Ahead of the AGM on Sunday, I've been looking through the archive from 1944, although Colin Q informs me the "North Cheam Section" as it was called then was started in 1939.
Some years are missing between 1939 & 1943 & the early nineties.
1944 - Earliest AGM in my possession
1947 - Sub-Section
“Wayfarer” formed
1949 - Section
renamed “Cheam & Morden”
1949 - 60 present at
AGM - Morden Park
1965 - Pete Mitchell
General Secretary & Treasurer
1967 - Richard
Delamare Runs Secretary
1968 - Additional
Section Wayfarers formed
1972 - Bob Eberhard
Runs Secretary
1983 - Club run
competition (attendance) & Puncture competition introduced free lunch/inner tube as prizes
1988 - Andy Coxhill
Press Secretary
1998 - Post
Christmas lunch (from December to save money)
2004 - Graham Hill
General Secretary
2006 - Andy Coxhill
Runs Secretary
2008 - Formal group
– CTC Cheam & Morden
2008 - Hilly 50km
raised £474.20 on £2 entry fee (remains in account at present)
2009 -
Puncture/annual lunch prize abolished
2016 - Tony Hopkins
Runs Secretary
2019 - David Ward
Runs Secretary
2021 - Annual Lunch abolished
I'll be bringing along to the AGM the following:
Minutes from a commitee meeting in 1946 requesting "methylated spirit stoves" for a ride to the coast.

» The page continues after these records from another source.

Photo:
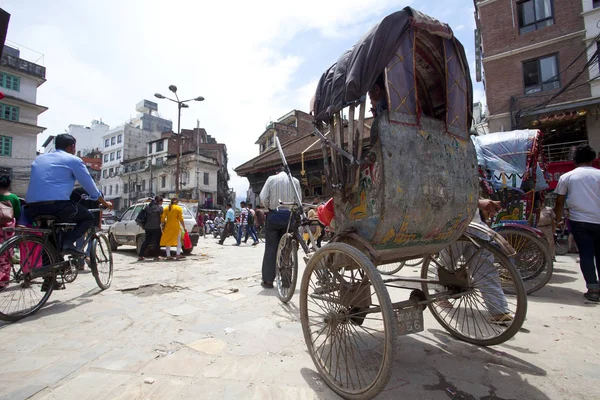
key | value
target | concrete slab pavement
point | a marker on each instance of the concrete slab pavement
(204, 328)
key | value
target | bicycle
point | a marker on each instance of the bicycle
(36, 265)
(286, 266)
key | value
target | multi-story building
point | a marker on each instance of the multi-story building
(536, 72)
(125, 143)
(19, 82)
(155, 172)
(89, 138)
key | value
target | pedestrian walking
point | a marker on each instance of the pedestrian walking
(582, 187)
(229, 221)
(153, 212)
(251, 227)
(10, 210)
(172, 220)
(277, 187)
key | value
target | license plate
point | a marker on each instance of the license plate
(410, 320)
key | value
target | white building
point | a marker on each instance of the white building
(591, 18)
(89, 138)
(120, 144)
(19, 81)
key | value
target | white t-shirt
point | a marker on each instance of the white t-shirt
(582, 188)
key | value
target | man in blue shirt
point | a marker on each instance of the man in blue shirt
(53, 177)
(229, 221)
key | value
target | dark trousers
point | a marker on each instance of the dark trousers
(227, 230)
(587, 237)
(65, 211)
(276, 226)
(152, 239)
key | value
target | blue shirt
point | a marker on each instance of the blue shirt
(230, 216)
(53, 177)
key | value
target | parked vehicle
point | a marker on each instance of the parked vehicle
(125, 231)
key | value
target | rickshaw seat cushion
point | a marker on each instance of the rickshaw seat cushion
(325, 212)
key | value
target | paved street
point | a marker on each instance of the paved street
(204, 328)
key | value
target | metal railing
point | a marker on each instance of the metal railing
(561, 151)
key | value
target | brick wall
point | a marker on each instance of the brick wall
(504, 77)
(499, 35)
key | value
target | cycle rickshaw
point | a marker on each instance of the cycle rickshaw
(410, 191)
(509, 163)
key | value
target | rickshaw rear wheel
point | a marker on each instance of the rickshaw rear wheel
(286, 267)
(532, 259)
(348, 321)
(475, 306)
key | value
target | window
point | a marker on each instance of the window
(534, 14)
(10, 81)
(6, 146)
(10, 113)
(541, 74)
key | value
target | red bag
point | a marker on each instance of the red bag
(187, 242)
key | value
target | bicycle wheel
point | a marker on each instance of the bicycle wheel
(532, 258)
(24, 293)
(472, 303)
(390, 269)
(101, 261)
(348, 322)
(286, 267)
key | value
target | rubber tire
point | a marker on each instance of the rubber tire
(542, 245)
(389, 319)
(392, 271)
(287, 240)
(113, 243)
(520, 314)
(54, 258)
(101, 238)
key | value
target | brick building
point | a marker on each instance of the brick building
(537, 72)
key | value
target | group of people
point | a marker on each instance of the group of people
(250, 221)
(164, 226)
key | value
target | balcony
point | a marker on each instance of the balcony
(561, 151)
(24, 66)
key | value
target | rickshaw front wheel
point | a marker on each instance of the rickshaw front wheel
(348, 321)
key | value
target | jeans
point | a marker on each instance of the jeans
(277, 222)
(65, 211)
(587, 237)
(249, 229)
(153, 239)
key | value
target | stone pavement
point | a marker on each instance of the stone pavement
(205, 329)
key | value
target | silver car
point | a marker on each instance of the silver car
(127, 232)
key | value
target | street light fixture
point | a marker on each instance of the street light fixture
(180, 104)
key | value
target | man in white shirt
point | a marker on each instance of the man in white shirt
(277, 187)
(582, 187)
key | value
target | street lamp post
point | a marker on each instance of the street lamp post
(180, 104)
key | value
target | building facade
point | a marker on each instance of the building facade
(19, 111)
(536, 62)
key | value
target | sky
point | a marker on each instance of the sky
(252, 61)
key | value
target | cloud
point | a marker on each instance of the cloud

An agenda from 1950 that had ten positions to fill.
A photocopy of the CTC Gazette which they reported a circulation of 200 copies of the Sou'wester also in 1950.
A press photo of Bob Eberhard's campaign to change a council's plan around Epsom station.
Pete Mitchell's ingenious way of recording attendance in the late eighties.
A "Welcome to the Cheam & Morden Section" handout from 1999.
A map of all the rides in 2004/05.
Author: Tartan Socks(long)
2 Comments:
Colinq 07 May 2025 at 22:13 BST
I thought the North Cheam Section was formed pre-war as this extract from the Sou'Wester archive confirms: "Bill Quemby was South London DA Secretary at that time and he and wife Dorothy had founded the North Cheam Section in 1939."
Andrew J C 09 May 2025 at 08:31 BST
Hi Colin, I don't doubt you're correct but the (incomplete) archive I have only goes back to 1944.